Physiological-social score (PMEWS) vs. CURB-65 to triage pandemic influenza: a comparative validation study using community-acquired pneumonia as a proxy

BMC Health Serv Res. 2007 Mar 1:7:33. doi: 10.1186/1472-6963-7-33.


Background: An influenza pandemic may increase Emergency Department attendance 7-fold. In the absence of a validated "flu score" to assess severity and assist triage decisions from primary into secondary care, current UK draft management recommendations have suggested the use of CURB-65 and chest X-ray as a proxy. We developed the Pandemic Medical Early Warning Score (PMEWS) to track and triage flu patients, taking into account physiological and social factors and without requiring laboratory or radiology services.

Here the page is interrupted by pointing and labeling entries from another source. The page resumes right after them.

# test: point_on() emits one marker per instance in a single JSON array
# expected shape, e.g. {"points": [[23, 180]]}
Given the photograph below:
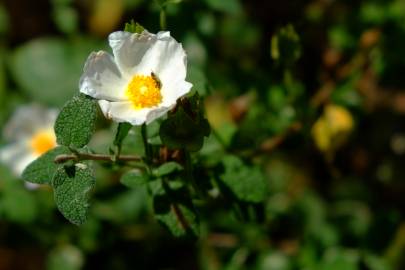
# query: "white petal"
{"points": [[172, 59], [16, 156], [129, 50], [125, 112], [101, 78], [174, 91]]}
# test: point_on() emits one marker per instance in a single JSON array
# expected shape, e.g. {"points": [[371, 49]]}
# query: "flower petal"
{"points": [[125, 112], [129, 50], [172, 61], [173, 91], [101, 78]]}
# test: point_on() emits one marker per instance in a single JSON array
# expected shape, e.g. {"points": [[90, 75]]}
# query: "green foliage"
{"points": [[256, 190], [229, 6], [134, 179], [72, 186], [134, 27], [48, 69], [246, 184], [173, 209], [285, 46], [76, 122], [42, 170], [186, 127], [122, 132], [167, 168]]}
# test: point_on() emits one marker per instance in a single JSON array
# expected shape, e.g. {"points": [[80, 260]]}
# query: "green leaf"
{"points": [[134, 179], [76, 122], [174, 210], [167, 168], [17, 204], [229, 6], [48, 69], [65, 257], [72, 186], [246, 183], [122, 132], [285, 46], [164, 3], [134, 27], [181, 132], [42, 170]]}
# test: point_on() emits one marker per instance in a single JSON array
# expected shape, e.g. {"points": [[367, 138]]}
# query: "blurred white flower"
{"points": [[29, 133], [142, 81]]}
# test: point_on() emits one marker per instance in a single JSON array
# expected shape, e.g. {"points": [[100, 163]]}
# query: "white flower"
{"points": [[142, 81], [30, 134]]}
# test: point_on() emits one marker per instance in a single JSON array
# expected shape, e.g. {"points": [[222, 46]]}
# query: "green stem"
{"points": [[162, 18], [188, 166], [84, 156], [219, 139]]}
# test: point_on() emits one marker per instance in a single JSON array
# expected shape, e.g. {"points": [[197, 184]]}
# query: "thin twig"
{"points": [[86, 156]]}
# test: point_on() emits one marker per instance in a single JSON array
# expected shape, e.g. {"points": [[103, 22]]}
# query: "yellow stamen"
{"points": [[144, 91], [42, 141]]}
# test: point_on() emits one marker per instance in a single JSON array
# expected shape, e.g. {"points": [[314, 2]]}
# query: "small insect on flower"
{"points": [[141, 81], [30, 134]]}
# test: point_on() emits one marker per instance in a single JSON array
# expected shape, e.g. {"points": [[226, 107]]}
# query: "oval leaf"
{"points": [[72, 186], [76, 122], [42, 170]]}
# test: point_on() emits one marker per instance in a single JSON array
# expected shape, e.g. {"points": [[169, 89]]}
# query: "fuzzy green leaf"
{"points": [[76, 122], [246, 183], [174, 210], [72, 186], [134, 27], [134, 179], [167, 168], [181, 131], [41, 170]]}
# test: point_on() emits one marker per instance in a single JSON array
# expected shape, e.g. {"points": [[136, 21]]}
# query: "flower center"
{"points": [[42, 141], [144, 91]]}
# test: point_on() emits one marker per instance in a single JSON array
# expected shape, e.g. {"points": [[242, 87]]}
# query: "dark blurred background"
{"points": [[313, 91]]}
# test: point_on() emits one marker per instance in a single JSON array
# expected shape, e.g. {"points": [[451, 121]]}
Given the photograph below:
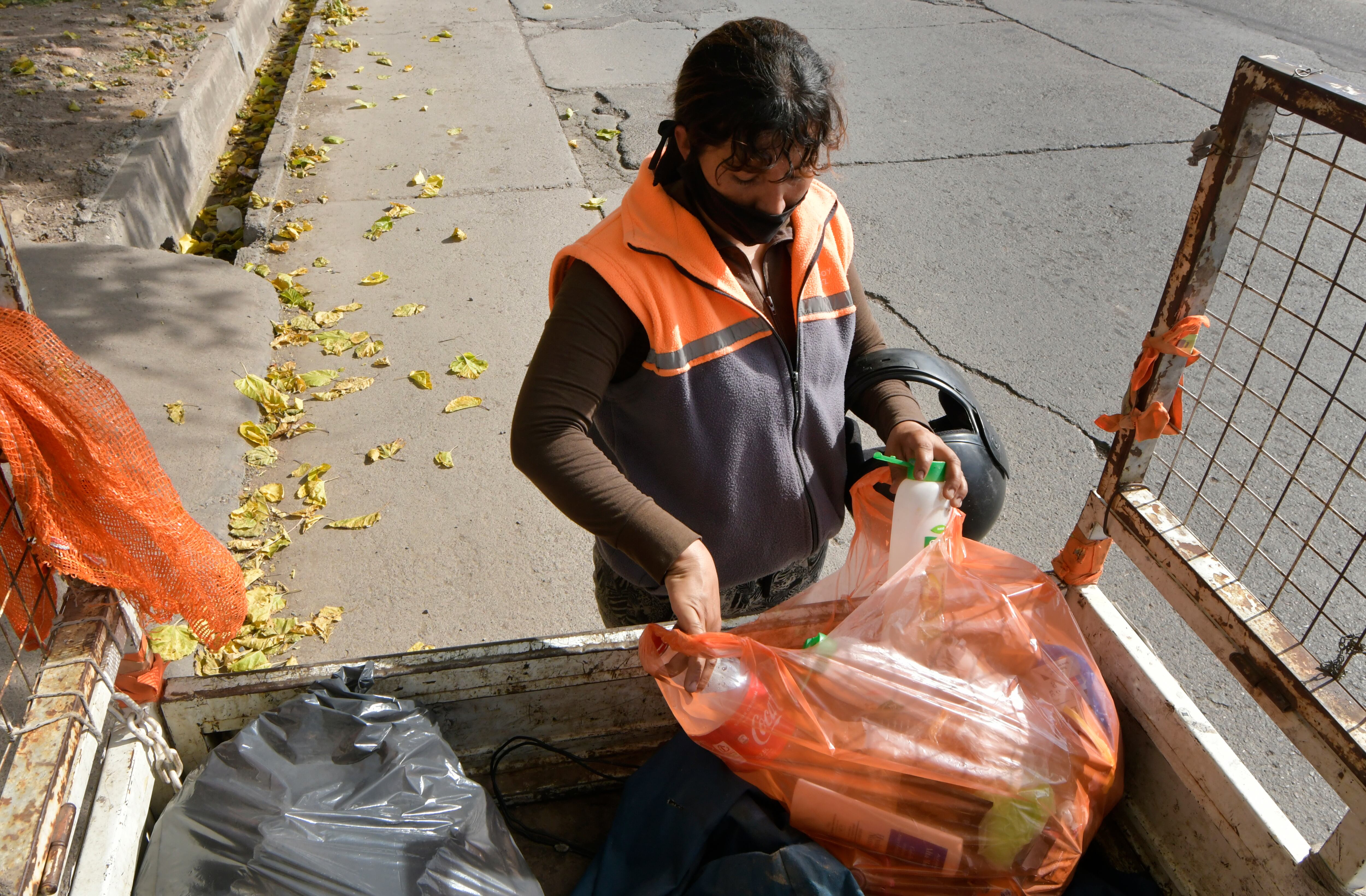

Methods: Validation of the PMEWS score against an unselected group of patients presenting and admitted to an urban UK teaching hospital with community acquired pneumonia. Comparison of PMEWS performance against CURB-65 for three outcome measures: need for admission, admission to high dependency or intensive care, and inpatient mortality using area under ROC curve (AUROC) and the Hanley-McNeil method of comparison.

Results: PMEWS was a better predictor of need for admission (AUROC 0.944) and need of higher level of care (AUROC 0.83) compared with CURB-65 (AUROCs 0.881 and 0.640 respectively) but was not as good a predictor of subsequent inpatient mortality (AUROC 0.663).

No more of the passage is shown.